The latest New York Times/CBS News poll suggested President Obama's sudden stand on gay marriage was hurting him, and also showed him slightly behind in the expected fall match-up with Mitt Romney, in a story buried on page A17: "New Poll Finds Voters Dubious of Obama’s Announcement on Same-Sex Marriage." Peter Baker and Dalia Sussman reported:
Most Americans suspect that President Obama was motivated by politics, not policy, when he declared his support for same-sex marriage, according to a new poll released on Monday, suggesting that the unplanned way it was announced shaped public attitudes.
Sixty-seven percent of those surveyed by The New York Times and CBS News since the announcement said they thought that Mr. Obama had made it “mostly for political reasons,” while 24 percent said it was “mostly because he thinks it is right.” Independents were more likely to attribute it to politics, with nearly half of Democrats agreeing.

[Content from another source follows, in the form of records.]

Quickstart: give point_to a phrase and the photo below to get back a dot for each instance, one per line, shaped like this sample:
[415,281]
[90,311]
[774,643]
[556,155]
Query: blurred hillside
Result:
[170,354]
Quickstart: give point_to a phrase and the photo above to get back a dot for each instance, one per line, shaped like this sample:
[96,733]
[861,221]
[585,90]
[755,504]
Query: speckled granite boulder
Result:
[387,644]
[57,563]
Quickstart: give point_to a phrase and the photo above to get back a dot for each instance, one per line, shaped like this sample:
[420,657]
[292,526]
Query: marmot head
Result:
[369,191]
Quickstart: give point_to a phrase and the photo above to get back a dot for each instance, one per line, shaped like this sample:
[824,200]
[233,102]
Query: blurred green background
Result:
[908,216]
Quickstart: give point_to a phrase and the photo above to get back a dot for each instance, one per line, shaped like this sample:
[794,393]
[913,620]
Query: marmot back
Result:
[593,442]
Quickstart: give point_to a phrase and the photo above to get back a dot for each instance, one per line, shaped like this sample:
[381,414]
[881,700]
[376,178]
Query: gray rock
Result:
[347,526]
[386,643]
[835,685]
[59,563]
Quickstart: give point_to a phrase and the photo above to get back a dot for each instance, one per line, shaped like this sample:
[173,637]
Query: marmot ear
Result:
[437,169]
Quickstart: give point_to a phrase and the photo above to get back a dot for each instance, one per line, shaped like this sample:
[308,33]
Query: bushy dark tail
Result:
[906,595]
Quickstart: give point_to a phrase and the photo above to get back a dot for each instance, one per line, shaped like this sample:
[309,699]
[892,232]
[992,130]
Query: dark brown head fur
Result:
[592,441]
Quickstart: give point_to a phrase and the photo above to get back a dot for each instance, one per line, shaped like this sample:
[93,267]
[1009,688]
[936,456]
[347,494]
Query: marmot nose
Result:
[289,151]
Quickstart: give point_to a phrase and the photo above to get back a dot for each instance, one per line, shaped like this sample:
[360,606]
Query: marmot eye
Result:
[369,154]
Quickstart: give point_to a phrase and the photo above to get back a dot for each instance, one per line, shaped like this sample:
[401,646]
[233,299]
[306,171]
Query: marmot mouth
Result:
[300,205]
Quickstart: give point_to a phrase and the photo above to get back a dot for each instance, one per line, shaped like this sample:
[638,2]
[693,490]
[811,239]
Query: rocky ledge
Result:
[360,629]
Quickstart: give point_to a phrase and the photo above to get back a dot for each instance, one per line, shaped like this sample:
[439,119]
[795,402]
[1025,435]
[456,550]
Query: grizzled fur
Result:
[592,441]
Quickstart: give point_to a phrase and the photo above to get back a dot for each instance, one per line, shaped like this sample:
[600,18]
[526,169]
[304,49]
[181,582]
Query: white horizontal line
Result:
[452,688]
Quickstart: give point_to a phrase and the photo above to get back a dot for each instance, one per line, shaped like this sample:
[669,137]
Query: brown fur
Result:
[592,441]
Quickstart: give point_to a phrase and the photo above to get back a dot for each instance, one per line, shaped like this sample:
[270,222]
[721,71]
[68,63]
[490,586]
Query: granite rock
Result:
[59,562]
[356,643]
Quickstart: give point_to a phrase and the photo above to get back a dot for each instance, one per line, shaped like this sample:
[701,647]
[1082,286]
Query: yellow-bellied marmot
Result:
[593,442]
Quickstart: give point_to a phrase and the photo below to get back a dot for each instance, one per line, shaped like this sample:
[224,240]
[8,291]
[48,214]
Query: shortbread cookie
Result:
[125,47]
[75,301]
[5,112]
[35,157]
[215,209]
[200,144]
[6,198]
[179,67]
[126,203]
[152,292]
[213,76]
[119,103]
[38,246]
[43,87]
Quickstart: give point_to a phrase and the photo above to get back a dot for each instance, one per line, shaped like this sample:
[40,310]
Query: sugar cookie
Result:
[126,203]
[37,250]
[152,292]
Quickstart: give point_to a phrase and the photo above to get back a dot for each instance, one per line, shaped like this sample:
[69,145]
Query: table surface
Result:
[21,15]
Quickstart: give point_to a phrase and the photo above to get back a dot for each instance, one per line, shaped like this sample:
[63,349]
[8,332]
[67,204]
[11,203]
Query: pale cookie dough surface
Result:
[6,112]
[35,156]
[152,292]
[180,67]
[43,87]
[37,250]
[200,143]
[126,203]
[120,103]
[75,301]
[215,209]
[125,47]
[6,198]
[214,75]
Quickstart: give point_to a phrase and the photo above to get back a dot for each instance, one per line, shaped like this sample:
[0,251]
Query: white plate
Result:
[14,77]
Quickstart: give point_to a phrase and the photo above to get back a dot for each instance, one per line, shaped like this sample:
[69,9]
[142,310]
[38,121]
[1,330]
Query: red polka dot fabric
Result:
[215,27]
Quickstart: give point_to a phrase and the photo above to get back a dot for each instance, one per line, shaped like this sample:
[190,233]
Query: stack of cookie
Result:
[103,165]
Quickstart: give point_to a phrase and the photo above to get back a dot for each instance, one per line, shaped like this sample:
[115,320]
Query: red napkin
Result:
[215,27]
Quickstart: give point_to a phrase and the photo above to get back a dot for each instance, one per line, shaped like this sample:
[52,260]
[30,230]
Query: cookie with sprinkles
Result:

The results reinforce the concerns of White House aides and Democratic strategists who worried that the sequence of events leading up to the announcement last week made it look calculated rather than principled.
The survey results made it clear that the president was wading into a divisive area of American life, one that may not top the nation’s priority list but still has the potential to hurt him at the margins in elections in November. About 4 in 10, or 38 percent, of Americans support same-sex marriage, while 24 percent favor civil unions short of formal marriage. Thirty-three percent oppose any form of legal recognition. When civil unions are eliminated as an option, opposition to same-sex marriage rises to 51 percent, compared with 42 percent support.
In paragraph 15 out of 19, the Times revealed that Romney was leading by three in the head to head contest, 46%-43%, a gap within the poll's margin of error. The Times's poll partner CBS led with those figures in its own online poll story. The Times also didn't mention the inconvenient fact that after all the talk fired by Democrats and the media of a Republican "war on women," Romney led Obama among women 46%-44%.
With less than six months until the election, Mr. Obama remains in a tight race with Mr. Romney. A month ago, a Times/CBS News poll showed the two tied at 46 percent each; the latest survey had the Republican challenger at 46 percent to the president’s 43 percent, an edge that was within the margin of sampling error of plus or minus four percentage points.
At the end, the reporters fuzzed up the poll's awkward findings showing blacks still resisting gay marriage.
The sample size of the new poll was too small to break out comparisons by race, but aggregating four Times/CBS News surveys that asked the question over the last year opens a window into a racial dynamic that could be challenging for Mr. Obama.
Over all, black and white Americans divided on same-sex marriage in roughly similar numbers. But black Democrats were more skeptical than white Democrats. Forty-five percent of white Democrats supported legalizing marriage for gay couples, compared with 36 percent of black Democrats, while 35 percent of black Democrats opposed any legal recognition, compared with 28 percent of white Democrats.
Untangling the unneccessarily contorted text reveals that white Democrat support for gay marriage was 17 points higher than opposition, 45%-28%, while blacks only favored gay marriage by a single point, 36%-35%. Those numbers aren't "similar" or even "roughly similar."